Given $T\in \text{Hom}(V,V)$, the fundamental theorem of algebra guarantees at least one eigenvalue $\lambda\in \mathbb C$. Choose $n$ sufficiently high that Ran$(T-\lambda I)^n = \text{Ran} (T- \lambda I)^{n+1}$.

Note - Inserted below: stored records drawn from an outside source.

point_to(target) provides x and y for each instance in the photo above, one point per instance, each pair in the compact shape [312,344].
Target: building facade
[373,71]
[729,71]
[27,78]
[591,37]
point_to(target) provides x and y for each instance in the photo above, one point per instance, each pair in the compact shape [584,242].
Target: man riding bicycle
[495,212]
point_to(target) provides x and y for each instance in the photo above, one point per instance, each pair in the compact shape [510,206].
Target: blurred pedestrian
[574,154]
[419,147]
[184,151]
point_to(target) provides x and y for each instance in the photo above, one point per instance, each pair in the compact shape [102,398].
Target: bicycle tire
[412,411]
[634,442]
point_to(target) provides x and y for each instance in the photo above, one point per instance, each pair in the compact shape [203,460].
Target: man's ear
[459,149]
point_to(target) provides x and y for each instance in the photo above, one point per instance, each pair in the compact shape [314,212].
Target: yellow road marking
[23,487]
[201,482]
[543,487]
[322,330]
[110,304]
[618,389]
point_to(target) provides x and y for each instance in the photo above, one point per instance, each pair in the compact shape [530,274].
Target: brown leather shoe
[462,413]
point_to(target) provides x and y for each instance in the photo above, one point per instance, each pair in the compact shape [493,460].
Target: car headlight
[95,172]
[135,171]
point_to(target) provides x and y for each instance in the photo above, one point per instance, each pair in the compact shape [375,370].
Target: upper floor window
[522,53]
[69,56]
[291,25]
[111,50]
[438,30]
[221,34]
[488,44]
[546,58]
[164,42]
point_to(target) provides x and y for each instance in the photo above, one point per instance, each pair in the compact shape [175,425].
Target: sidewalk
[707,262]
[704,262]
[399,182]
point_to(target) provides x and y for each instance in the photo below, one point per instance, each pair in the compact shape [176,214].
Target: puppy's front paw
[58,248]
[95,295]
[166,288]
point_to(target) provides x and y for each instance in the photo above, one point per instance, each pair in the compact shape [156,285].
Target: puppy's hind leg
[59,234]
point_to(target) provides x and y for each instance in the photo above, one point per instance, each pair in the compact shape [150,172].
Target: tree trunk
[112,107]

Case 1: Ran$(T-\lambda I)^n = W \neq \{0\}$

• Then $(T-\lambda I)$ is invertible on $W$
• By inductive hypothesis (induction on dim$V$), the generalized eigenspaces of $(T - \lambda I)$, (corresponding to some set of eigenvalues, $\{\lambda_k\}$) span all of $W$.
• The OP already proved that $V = \text{Ran}(T-\lambda I)^n \oplus \text{Ker}(T-\lambda I)^n$. We are done (NOTE: the generalized $\lambda_k$-eigenspace of $(T-\lambda I)$, is the generalized $(\lambda_k+\lambda)$-eigenspace of $T$).

Case 2: Ran$(T-\lambda I)^n = \{0\}$

• This preceding statement is equivalent to $\forall v: (T-\lambda I)^nv = 0$ (definition of the Range of an operator).
• Then the $\lambda$ generalised eigenspace (i.e. ker$(T- \lambda I)^n$) is simply $V$ itself. We are done.